I recently connected with a guy on Bumble. His profile was cute, we exchanged social media accounts and talked over text for a few weeks. At first, I was honestly interested in meeting this potential, what I like to call “Bumble Bae.” But after receiving one too many snaps from the dude I hadn't even met yet, I was a bit turned off. I could tell I wasn't going to click with this guy, and I pulled a real a-hole, Generation-Y move. I ghosted him.
I genuinely felt bad. Why did I feel bad? It wasn't like I owed this guy anything, but I sort of led him on? And because I'm a girl, we know the feels. For some reason, I just couldn't' bring myself to send a simple, “I'm sorry, I'm no longer interested,” text to the the guy I owed nothing too at all. I just "deaded" him.
More recently, I met a different guy while working. I work at a bar one night a week, and strike up conversation with lots of men (part of my job is socializing with everyone). Unlike Bumble boy, I sort of enjoyed Bar Guy's flirtatious gestures right off the bat.
The following week, Bar Guy and I exchanged numbers. We even met up on a different night out for a drink. I realized, flirting was fun, but Bar Guy was a little too persistent for me. I gave it a chance, but I was just not feeling it.
Plot twist: I didn't even have the option to ghost this guy. I had to see him once a week, every week during my shift. Again, I didn't owe this guy anything, so why couldn't I just be honest? Is it because I'm recently back into the dating game and I'm rusty? Why do I let my female emotions shine through and “feel bad” for every guy I'm not interested in? What's wrong with me?!
In short, I agreed to go on a quick ice cream date with the dude.
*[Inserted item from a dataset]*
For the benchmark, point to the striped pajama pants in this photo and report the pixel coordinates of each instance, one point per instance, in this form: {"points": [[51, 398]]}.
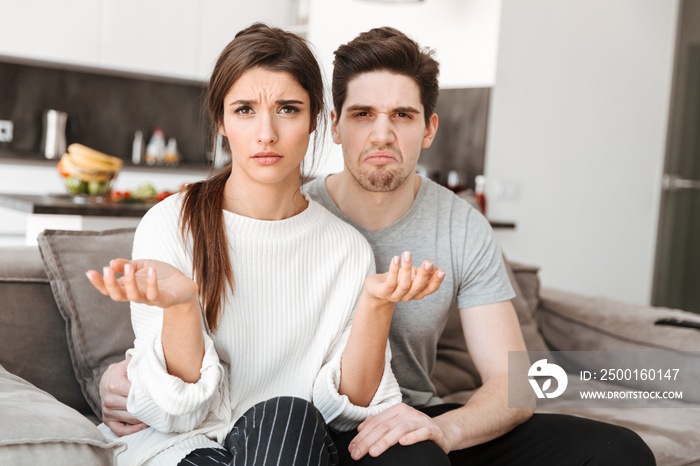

I justified it as “a nice thing to do.” I knew this is where I needed to cut it off, and I meant business.
When you can't ghost him, and you just can't gust up the courage to be straight up, there are a few VERY easy ways to let this guy or girl down easily.
If you meet for a date, don't order anything.
Who the heck goes on an ice cream date and doesn't get anything? Certainly not me, but this wasn't really a date … right? Imagine going out for a drink and your date doesn't order a drink; it's painfully awkward.
If you meet out at a bar, or somewhere else, don't let him walk you home.
“I'll walk you home” literally translates to, “Tonight was amazing and I'm going to give you the most perfect kiss goodnight at your door step to top off the night.” I literally told Bar Guy he wasn't walking me home. Can't be more obvious than that.
Be on your phone while in conversation.
I knew I was being rude and I knew it was inappropriate. Being on your phone in front of anyone you're supposed to be devoting your time to is universally frowned upon. But I did it anyway, was aware of it and didn't care. What is wrong with me?
Fizzle out the texting
I left my pity date with an upbeat, friendly, “I'll text you tomorrow!” I didn't text him tomorrow. When he initiated post-date conversation, I was very, very short. If the other signs hadn't made it clear, this had to.
So, maybe ghosting is easier than beating around the bush, but it is pretty cruel. Probably the easiest of them all is just being honest with the person you've started talking to or seeing, and avoiding all the mind games in general. But for me, I'll just drop some subtle hints so I can call myself “a nice girl” and continue to swipe right in peace.